We do operate outsourcing programs using unionized employees in Canada. We have experienced opposition from the union which does not favor the outsourcing of government programs. As a result, we have received negative press coverage as the union continues to oppose our program operations. Such press coverage and union opposition may have an adverse affect on the willingness of government agencies to outsource such projects as well as certain contracts that are operated within a unionized environment. Our unionized workers could also declare a strike which could adversely affect our performance and financial results.

We may be precluded from bidding and performing certain work due to other work we currently perform.

Various laws and regulations prohibit companies from performing work for government agencies that might be viewed as an actual or apparent conflict of interest. These laws may limit our ability to pursue and perform certain types of work.
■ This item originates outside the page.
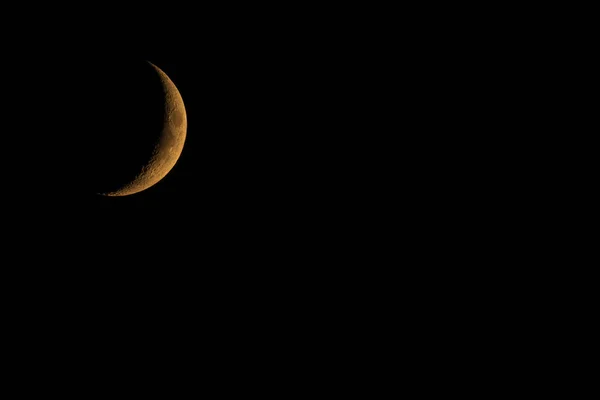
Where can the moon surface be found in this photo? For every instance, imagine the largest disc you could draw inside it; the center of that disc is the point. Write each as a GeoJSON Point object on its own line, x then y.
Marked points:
{"type": "Point", "coordinates": [166, 147]}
For example, some of our Consulting Segment divisions assist government agencies in developing RFPs for various government programs. In those situations, the divisions involved in operating such programs would likely be precluded from bidding on those RFPs. Similarly, rules governing the independence of enrollment brokers could prevent us from providing services to other organizations such as health plans.




We may lose executive officers and senior managers on whom we rely to generate business and execute projects successfully.

The ability of our executive officers and our senior managers to generate business and execute projects successfully is important to our success. While we have employment agreements with some of our executive officers, those agreements do not prevent them from terminating their employment with us. The loss of an executive officer or senior manager could impair our ability to secure and manage engagements, which could harm our business, prospects, financial condition and results of operations.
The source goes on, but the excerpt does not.